The Yorkshire Two-Room Schoolhouse, of the Springettsbury Independent School District, opened September 8, 1925. It faced Maywood Road, at the northwest corner with 5th Avenue; and was financed by Mahlon Haines. The schoolhouse had modern conveniences and featured a finished basement that could be used as a playroom, or for an occasional community event.
The schoolhouse was leased at $1 per year to the Springettsbury Independent School Board. That lease lasted until 1947, when the school board started to contemplate additions, and at that time purchased the building and playground from Mahlon Haines.
During the first 4-years of use, the small number of students in the area could only justify one teacher. From 1925 to 1929 only one of the classrooms was utilized; in which Mrs. Daisy I. Foster taught all eight grades in one room.
Starting in the 1929-30 school year, both classrooms were utilized with separate teachers, for grades 1 to 4 in one room, and grades 5 to 8 in the other room. Although for two years in the early 1930s, the school budget was such that the Springettsbury Independent School Board returned to one teacher, one room, for all eight grades at Yorkshire.
From the 1937-38 through the 1946-47 school years, the two Yorkshire classrooms were grouped by grades 1 through 3, and grades 4 through 6. After which students from the Yorkshire area attended grades 7 and 8 at Hiestand’s Schoolhouse; located one mile to the west; in the Olde East York development.
A 1947-1948 school year directory indicates Mrs. Anna Z. Kondor taught grades 1 and 2 in one of the classrooms, and Mrs. Ada M. Krebs taught grades 3, 4 and 5 in the other classroom of the Yorkshire Schoolhouse. After which students from the Yorkshire area attended grades 6, 7 and 8 at Hiestand’s Schoolhouse in the Springettsbury Independent School District.
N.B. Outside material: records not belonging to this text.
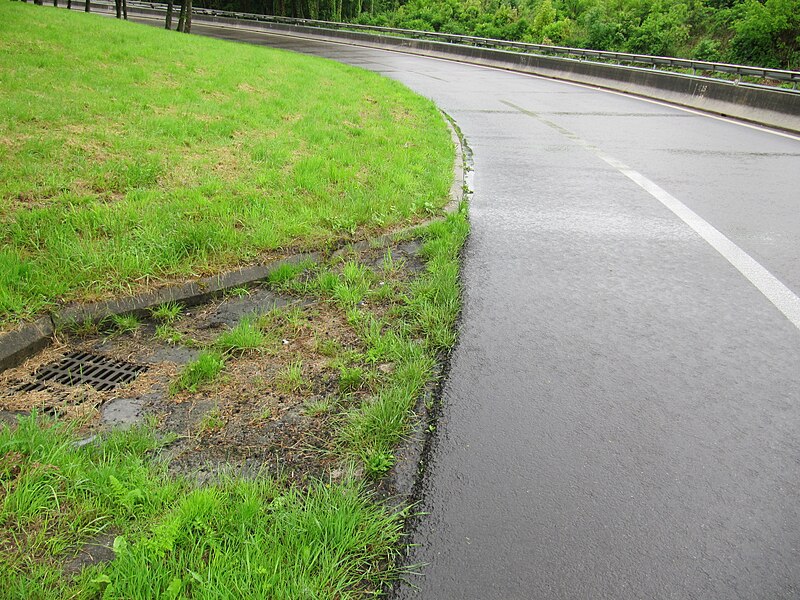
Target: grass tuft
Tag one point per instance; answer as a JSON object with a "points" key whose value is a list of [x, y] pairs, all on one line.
{"points": [[245, 337], [204, 369], [200, 168]]}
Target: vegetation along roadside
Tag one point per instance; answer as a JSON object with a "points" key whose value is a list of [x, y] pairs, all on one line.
{"points": [[241, 459]]}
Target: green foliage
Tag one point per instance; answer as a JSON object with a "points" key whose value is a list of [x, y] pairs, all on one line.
{"points": [[120, 324], [760, 32], [239, 538], [245, 337], [202, 370], [167, 313], [188, 174]]}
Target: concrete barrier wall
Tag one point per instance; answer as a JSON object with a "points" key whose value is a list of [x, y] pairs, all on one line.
{"points": [[775, 108]]}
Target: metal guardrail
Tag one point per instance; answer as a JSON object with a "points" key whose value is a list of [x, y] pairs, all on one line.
{"points": [[621, 58]]}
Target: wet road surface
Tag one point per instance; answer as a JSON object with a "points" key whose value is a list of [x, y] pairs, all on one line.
{"points": [[622, 417]]}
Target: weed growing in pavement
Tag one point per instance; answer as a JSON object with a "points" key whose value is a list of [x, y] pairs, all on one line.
{"points": [[164, 185], [247, 336], [319, 406], [171, 537], [290, 380], [167, 313], [167, 333], [120, 324], [204, 369], [328, 347], [405, 341], [211, 421], [288, 271], [351, 379]]}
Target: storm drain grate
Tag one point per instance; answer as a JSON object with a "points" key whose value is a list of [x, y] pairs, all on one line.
{"points": [[78, 368]]}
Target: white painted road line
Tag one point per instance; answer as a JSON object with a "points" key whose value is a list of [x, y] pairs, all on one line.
{"points": [[784, 299]]}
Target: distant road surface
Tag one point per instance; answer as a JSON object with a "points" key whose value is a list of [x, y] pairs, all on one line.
{"points": [[622, 417]]}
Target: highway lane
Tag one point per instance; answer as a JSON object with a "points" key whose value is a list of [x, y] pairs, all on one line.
{"points": [[621, 417]]}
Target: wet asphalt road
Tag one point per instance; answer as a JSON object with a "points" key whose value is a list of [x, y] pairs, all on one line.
{"points": [[622, 417]]}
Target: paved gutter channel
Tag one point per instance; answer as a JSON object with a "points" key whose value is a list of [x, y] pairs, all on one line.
{"points": [[620, 419], [621, 416]]}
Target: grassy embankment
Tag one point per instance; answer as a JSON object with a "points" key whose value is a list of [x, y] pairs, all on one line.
{"points": [[131, 155]]}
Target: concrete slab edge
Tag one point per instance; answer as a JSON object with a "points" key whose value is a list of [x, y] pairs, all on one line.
{"points": [[21, 343], [26, 340]]}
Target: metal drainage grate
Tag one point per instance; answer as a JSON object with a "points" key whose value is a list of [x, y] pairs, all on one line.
{"points": [[81, 367]]}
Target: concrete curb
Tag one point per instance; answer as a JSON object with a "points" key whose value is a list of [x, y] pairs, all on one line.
{"points": [[771, 107], [23, 342]]}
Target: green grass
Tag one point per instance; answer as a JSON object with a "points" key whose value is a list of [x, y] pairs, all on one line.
{"points": [[245, 337], [411, 337], [171, 539], [167, 313], [177, 156], [290, 380], [120, 324], [204, 369]]}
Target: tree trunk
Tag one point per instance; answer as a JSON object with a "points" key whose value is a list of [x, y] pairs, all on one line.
{"points": [[187, 25]]}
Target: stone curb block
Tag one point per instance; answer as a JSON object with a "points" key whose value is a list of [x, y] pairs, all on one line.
{"points": [[22, 343], [25, 341]]}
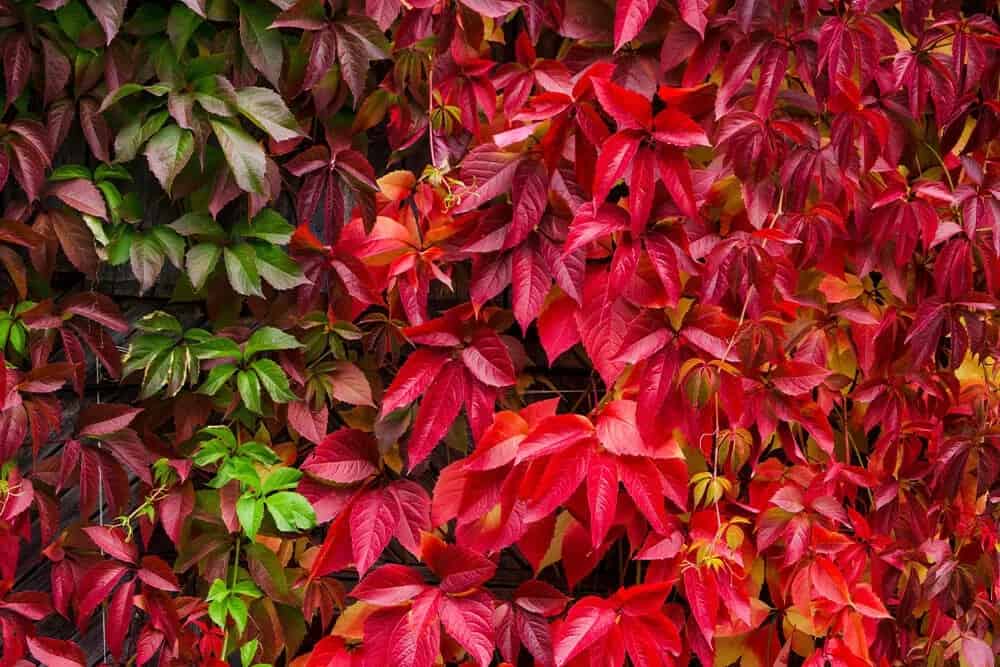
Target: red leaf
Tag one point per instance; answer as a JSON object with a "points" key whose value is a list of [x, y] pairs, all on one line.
{"points": [[98, 308], [112, 541], [703, 598], [389, 585], [645, 485], [538, 597], [119, 618], [553, 435], [630, 110], [630, 17], [413, 379], [310, 424], [56, 652], [468, 620], [829, 582], [413, 507], [556, 325], [530, 284], [488, 359], [17, 62], [977, 652], [693, 13], [675, 172], [344, 456], [81, 195], [641, 188], [109, 14], [373, 521], [76, 240], [535, 634], [530, 197], [602, 496], [349, 384], [588, 622], [460, 569], [613, 162], [864, 599], [794, 378], [106, 418], [96, 586], [438, 408]]}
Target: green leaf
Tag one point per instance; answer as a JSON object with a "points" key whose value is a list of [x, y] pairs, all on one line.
{"points": [[218, 591], [274, 380], [277, 268], [120, 93], [221, 433], [157, 373], [258, 452], [217, 347], [200, 225], [159, 322], [241, 267], [113, 197], [168, 152], [107, 172], [147, 257], [181, 25], [201, 260], [250, 511], [270, 226], [246, 588], [210, 452], [172, 243], [239, 469], [281, 479], [249, 388], [269, 339], [217, 612], [135, 133], [262, 45], [267, 110], [72, 19], [267, 571], [68, 172], [142, 351], [244, 154], [291, 511], [248, 651], [238, 610], [217, 377], [121, 244]]}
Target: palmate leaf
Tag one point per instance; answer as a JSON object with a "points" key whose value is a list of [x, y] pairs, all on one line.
{"points": [[244, 155]]}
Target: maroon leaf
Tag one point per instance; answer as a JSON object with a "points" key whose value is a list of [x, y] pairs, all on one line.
{"points": [[344, 456], [630, 17], [112, 541], [109, 14], [439, 406]]}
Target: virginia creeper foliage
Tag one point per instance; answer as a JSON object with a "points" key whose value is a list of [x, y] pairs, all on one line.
{"points": [[569, 333]]}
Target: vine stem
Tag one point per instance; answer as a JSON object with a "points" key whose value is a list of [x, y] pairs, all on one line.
{"points": [[232, 584], [430, 112], [725, 356]]}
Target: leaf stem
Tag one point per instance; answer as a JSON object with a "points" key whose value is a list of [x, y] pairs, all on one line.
{"points": [[232, 585]]}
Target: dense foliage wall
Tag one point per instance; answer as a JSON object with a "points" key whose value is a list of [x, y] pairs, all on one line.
{"points": [[555, 332]]}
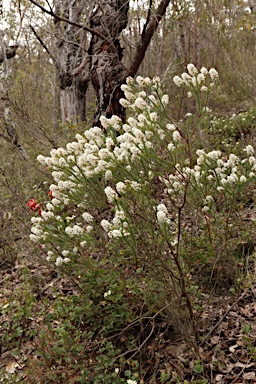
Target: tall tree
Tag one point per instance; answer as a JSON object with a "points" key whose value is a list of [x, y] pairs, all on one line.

The following photo is a late 1947 southeast looking aerial photo of the 5th Avenue area of Yorkshire. The upper right insert is an October 20, 1947 high altitude aerial photo; used to date the previously undated J. David Allen aerial photo. The photo was recently discovered in the Archives of the Springettsbury Township Historic Preservation Committee. This handout photo was used to illustrate Stops 6, 7 and 9 during the Yorkshire History Walk; and will also be utilized when I write about Stops 6 and 7.
In the lower right, on the aerial photo side of the handout, is how Yorkshire School appeared in 1947, when the playground was located east of the school. Land for a baseball field and playground, located north of the school was later provided by the developer, so the west side of Maywood Road could be developed into building lots; per the original development plan for Yorkshire.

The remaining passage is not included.